Every time I have been injured until now, I have done something really stupid. I stopped talking to the people I had been training with. I let myself feel cut off. Not only did this make me miss everyone, but it got to a stage where I felt like if I went back, people would be angry at me because I had quit so easily. This time, I did one really simple thing instead. I asked if anyone would do balancing with me, or have a go at slackline, or precisions. It was a bit of a long shot, but I didn’t want to cut myself off again. And someone said yes, he would like to do that. And then so did some others. And they did it. And I’m still not recovered enough for classes. And they’re still hanging around with me and doing stuff.
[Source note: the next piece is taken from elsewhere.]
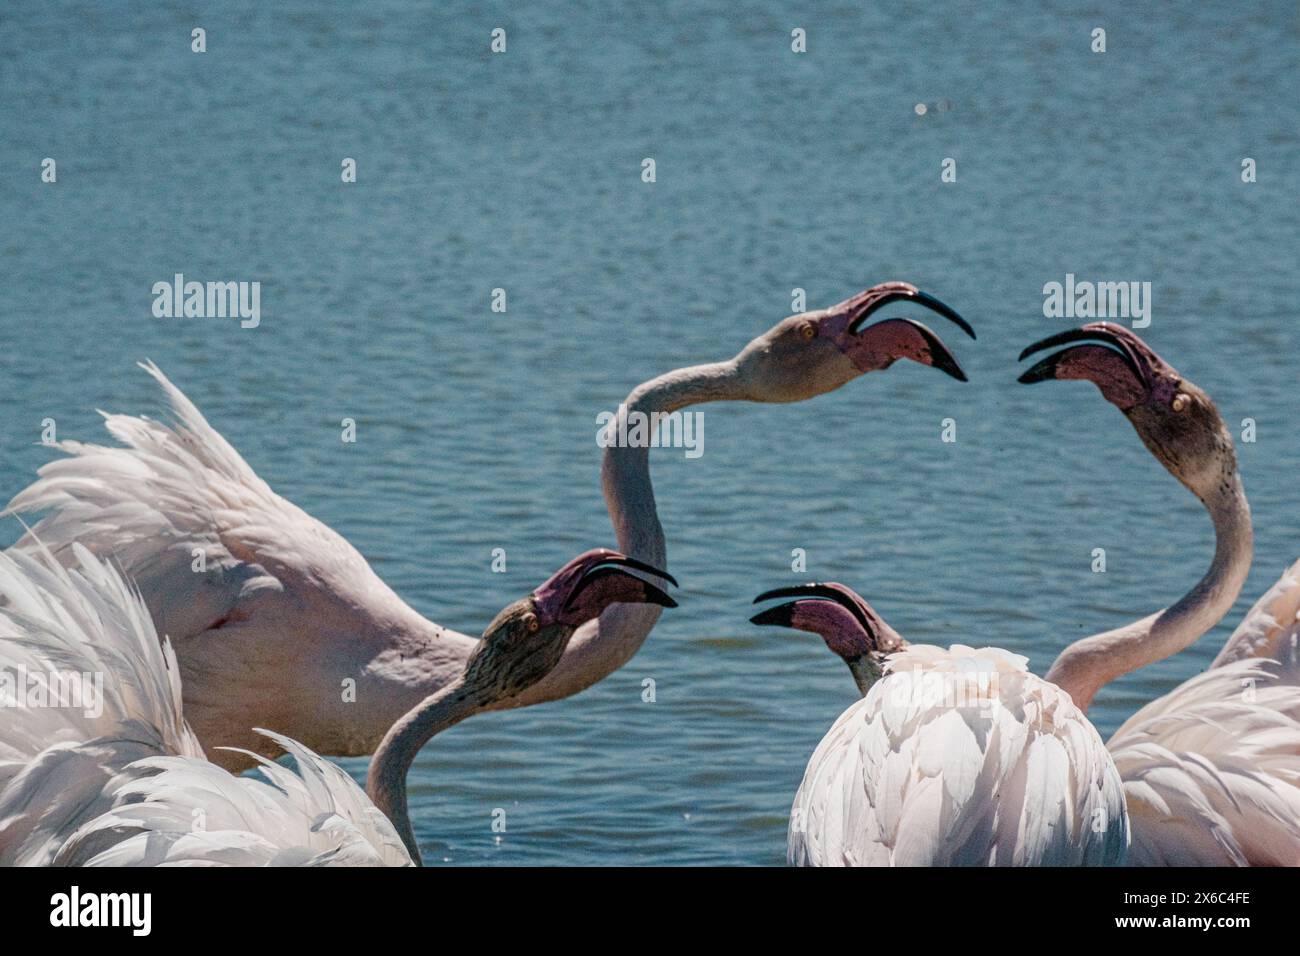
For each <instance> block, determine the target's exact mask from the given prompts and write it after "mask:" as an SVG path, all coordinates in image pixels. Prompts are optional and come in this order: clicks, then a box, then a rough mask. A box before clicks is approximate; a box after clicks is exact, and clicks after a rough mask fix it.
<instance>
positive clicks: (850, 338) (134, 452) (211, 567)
mask: <svg viewBox="0 0 1300 956" xmlns="http://www.w3.org/2000/svg"><path fill="white" fill-rule="evenodd" d="M893 302H911V303H917V304H920V306H924V307H926V308H930V310H931V311H933V312H936V313H939V315H941V316H944V317H946V319H949V320H952V321H953V323H956V324H957V325H959V326H961V328H962V329H963V330H965V332H966V333H967V334H970V336H971V337H974V334H975V333H974V330H971V328H970V325H969V324H967V323H966V321H965V320H963V319H962V317H961V316H959V315H957V312H954V311H953V310H950V308H949V307H948V306H945V304H944V303H943V302H940V300H939V299H935V298H933V297H931V295H928V294H926V293H922V291H920V290H918V289H917V287H915V286H913V285H909V284H906V282H885V284H881V285H878V286H874V287H872V289H868V290H866V291H863V293H859V294H857V295H854V297H852V298H849V299H846V300H845V302H841V303H840V304H837V306H833V307H831V308H827V310H822V311H818V312H809V313H801V315H793V316H789V317H788V319H784V320H783V321H780V323H777V324H776V325H775V326H774V328H771V329H770V330H768V332H766V333H763V334H762V336H759V337H758V338H755V339H753V341H751V342H750V343H749V345H748V346H745V349H744V350H741V351H740V354H737V355H736V356H735V358H732V359H729V360H727V362H718V363H711V364H705V365H694V367H690V368H679V369H676V371H673V372H668V373H666V375H662V376H659V377H656V378H653V380H650V381H646V382H643V384H641V385H638V386H637V388H636V389H633V390H632V393H630V394H629V395H628V398H627V401H625V402H624V405H623V406H620V415H625V414H630V412H633V411H640V412H645V414H647V415H649V414H653V412H672V411H676V410H679V408H684V407H688V406H692V405H698V403H702V402H716V401H727V399H731V401H749V402H798V401H803V399H807V398H813V397H814V395H819V394H823V393H827V392H831V390H833V389H837V388H840V386H841V385H844V384H845V382H848V381H850V380H853V378H855V377H857V376H859V375H862V373H865V372H872V371H879V369H884V368H888V367H889V365H891V364H893V363H894V362H896V360H898V359H911V360H914V362H919V363H922V364H927V365H933V367H936V368H939V369H941V371H944V372H946V373H948V375H952V376H954V377H957V378H958V380H962V381H965V378H966V376H965V373H963V372H962V369H961V365H958V363H957V359H956V358H953V355H952V354H950V352H949V351H948V349H946V347H945V346H944V343H943V342H941V341H940V339H939V337H937V336H935V333H933V332H931V330H930V329H928V328H926V326H924V325H923V324H920V323H918V321H914V320H910V319H888V320H884V321H879V323H876V324H874V325H870V326H867V325H865V323H866V321H867V319H868V316H871V315H872V313H874V312H875V311H876V310H879V308H881V307H883V306H885V304H889V303H893ZM143 368H144V369H146V371H147V372H148V373H149V375H151V376H153V378H155V380H156V381H157V382H159V385H160V386H161V388H162V390H164V393H165V394H166V395H168V398H169V401H170V405H172V410H173V414H174V418H175V423H174V424H172V425H168V424H164V423H159V421H153V420H149V419H147V418H131V416H126V415H105V424H107V428H108V431H109V433H110V434H112V436H113V437H114V438H117V440H118V441H121V442H122V444H123V445H125V446H126V447H105V446H99V445H83V444H79V442H69V441H65V442H61V444H60V445H59V447H60V450H61V451H64V453H65V454H66V455H68V457H66V458H60V459H56V460H53V462H49V463H47V464H45V466H43V467H42V468H40V472H39V477H38V480H36V481H34V483H32V484H31V485H30V486H27V488H26V489H25V490H22V492H19V493H18V494H17V496H16V497H14V498H13V499H12V501H10V502H9V506H8V511H9V512H27V511H48V514H47V515H45V516H44V518H42V519H40V520H39V522H38V523H36V524H35V525H34V527H32V533H31V535H27V536H25V537H23V538H22V540H19V541H18V544H16V545H14V548H16V549H17V550H18V551H25V550H31V549H32V548H35V541H36V540H38V538H39V540H40V541H43V542H45V545H47V546H48V548H49V549H51V550H52V551H53V553H55V554H56V555H57V557H60V559H64V561H72V559H73V558H72V553H73V542H79V544H81V545H82V546H85V548H87V549H88V550H91V551H92V553H95V554H99V555H101V557H113V558H114V559H116V561H117V562H120V564H121V566H122V568H123V570H125V572H126V574H127V575H129V576H130V578H131V580H133V581H134V583H135V585H136V587H138V588H139V589H140V593H142V594H143V598H144V602H146V605H147V606H148V609H149V614H151V617H152V619H153V623H155V627H156V628H157V631H159V632H160V633H166V635H169V636H170V639H172V641H173V645H174V648H175V654H177V659H178V662H179V667H181V676H182V685H183V688H185V717H186V721H187V722H188V723H190V726H191V727H192V728H194V730H195V732H196V734H198V736H199V740H200V741H201V743H203V745H204V747H207V748H208V749H209V750H212V748H213V747H214V745H217V744H226V745H234V747H235V748H237V749H234V750H220V752H218V750H213V760H214V761H216V762H217V763H220V765H222V766H226V767H227V769H242V767H247V766H251V765H252V763H251V760H252V757H251V756H250V754H251V753H260V754H264V756H272V754H274V753H276V752H277V748H276V747H274V743H273V741H272V740H270V739H269V737H264V736H260V735H257V734H255V732H253V731H252V728H253V727H257V726H260V727H276V728H278V730H279V731H281V732H283V734H285V735H287V736H291V737H294V739H296V740H299V741H302V743H304V744H305V745H308V747H311V748H312V749H315V750H316V752H318V753H325V754H330V756H360V754H367V753H370V752H373V749H374V748H376V745H377V744H378V743H380V740H381V739H382V737H383V735H385V734H386V732H387V730H389V727H390V726H391V724H393V723H394V722H395V721H398V718H400V717H402V715H403V714H404V713H407V711H408V710H409V709H411V708H413V706H415V705H416V704H417V702H419V701H422V700H425V698H426V697H429V696H430V695H434V693H437V692H438V691H439V689H442V688H443V687H446V685H447V684H448V683H451V682H452V680H454V679H455V678H456V676H458V675H459V674H460V672H461V671H463V670H464V667H465V662H467V661H468V658H469V656H471V654H472V653H473V650H474V646H476V641H474V639H472V637H469V636H467V635H463V633H458V632H456V631H452V630H450V628H445V627H439V626H438V624H434V623H433V622H430V620H428V619H425V618H424V617H421V615H420V614H419V613H416V611H415V610H413V609H412V607H409V606H408V605H407V604H406V602H404V601H402V598H399V597H398V596H396V594H395V593H394V592H393V591H391V589H390V588H389V587H387V585H386V584H385V583H383V581H382V580H380V578H378V576H377V575H376V574H374V572H373V571H372V570H370V566H369V564H368V563H367V561H365V559H364V558H363V557H361V555H360V553H357V550H356V549H355V548H354V546H352V545H351V544H350V542H348V541H347V540H344V538H343V537H342V536H339V535H338V533H335V532H334V531H333V529H330V528H328V527H326V525H325V524H322V523H321V522H318V520H316V519H315V518H312V516H311V515H308V514H305V512H304V511H303V510H302V509H299V507H296V506H295V505H292V503H291V502H289V501H287V499H286V498H282V497H281V496H279V494H277V493H276V492H273V490H272V489H270V488H269V486H268V485H266V483H265V481H263V480H261V479H260V477H257V475H256V473H255V472H253V471H252V468H250V467H248V464H247V463H246V462H244V460H243V458H240V457H239V453H237V451H235V450H234V447H231V446H230V445H229V444H227V442H226V441H225V438H222V437H221V436H220V434H218V433H217V432H216V429H213V428H212V427H211V425H209V424H208V423H207V420H205V419H204V418H203V415H201V414H200V412H199V410H198V408H196V407H195V406H194V405H192V403H191V402H190V399H188V398H186V395H185V394H182V392H181V390H179V389H178V388H177V386H174V385H173V384H172V382H170V381H169V380H168V378H166V377H165V376H164V375H162V372H161V371H160V369H159V368H157V367H156V365H152V364H146V365H143ZM617 425H619V420H617V419H616V420H615V421H612V423H611V424H610V428H611V429H615V428H617ZM602 484H603V490H604V498H606V505H607V507H608V511H610V518H611V522H612V524H614V532H615V537H616V540H617V548H619V550H620V551H623V553H625V554H628V555H630V557H633V558H638V559H641V561H642V562H646V563H649V564H653V566H655V567H666V566H667V550H666V545H664V536H663V529H662V527H660V524H659V519H658V512H656V510H655V499H654V490H653V488H651V484H650V468H649V449H646V447H620V446H617V445H611V446H610V447H607V449H606V451H604V457H603V462H602ZM196 555H201V557H203V558H204V562H203V566H201V570H196V568H198V567H199V564H198V563H196V562H198V558H196ZM658 615H659V609H658V607H656V606H643V605H637V606H630V605H623V606H619V607H615V609H612V610H610V611H607V613H606V614H604V615H602V617H601V618H599V620H593V622H590V623H589V624H588V626H585V627H582V628H580V630H578V632H577V633H576V635H573V637H572V640H571V641H569V644H568V648H567V650H565V653H564V657H563V658H562V659H560V662H559V665H558V666H556V667H555V669H554V671H551V674H549V675H547V676H546V678H543V679H542V680H539V682H537V683H536V684H533V685H532V687H530V688H528V689H525V691H521V692H520V693H516V695H511V696H508V697H506V698H503V700H498V701H495V702H494V704H493V705H491V709H502V708H516V706H525V705H532V704H541V702H545V701H551V700H558V698H562V697H568V696H569V695H573V693H577V692H578V691H581V689H584V688H586V687H589V685H590V684H593V683H595V682H597V680H601V679H602V678H604V676H607V675H608V674H611V672H612V671H615V670H617V669H619V667H621V666H623V665H624V663H627V661H629V659H630V658H632V656H633V654H634V653H636V652H637V649H638V648H640V646H641V644H642V643H643V641H645V639H646V636H647V635H649V633H650V630H651V628H653V627H654V623H655V622H656V620H658ZM344 685H346V687H347V688H348V693H344V692H343V691H342V689H341V688H342V687H344Z"/></svg>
I love you guys. Just saying.
Because I was still training (although not classes) and doing stuff, I came across other people in the same boat. Many of them had more serious rehab to do than I did. Some were recovering from surgery. Just seeing other people doing rehabilitation, and knowing that it wasn’t just me going through periods of frustration and unhappiness and excitement at little bits of progress and boredom with the grind of it, is amazing. So don’t break your friendships when you’re broken. Try reaching out instead.
Speaking of rehab, I am also seeing a physiotherapist. You know how people are always saying that you need to do rehab and prehab and mobility and all that boring, serious-sounding stuff? Well, looking at my cycle of getting into training, wrecking myself before checking myself, being miserable and then getting back into training to repeat the process, it slowly dawned on me that perhaps there was some truth to that, and that maybe some professional assistance wouldn’t go amiss – I had always dismissed the idea because I thought physiotherapy was for serious athletes, and I didn’t make that grade. Don’t make that mistake. Injuries won’t leave you alone because you’re not a “proper athlete,” so don’t hold back on seeing a professional. In fact, it turned out that without serious work on my shoulder position and rotator cuff, I was heading down the road of serious and permanent dysfunction and injury.
Injuries aren’t fun, but if you are going to train a lot then at some point, they’re probably going to happen. It’s not going to be sunshine and roses, but it doesn’t have to be the end of the world either. Stick with people, get the right help, do your rehab and it’ll all be okay. Honest.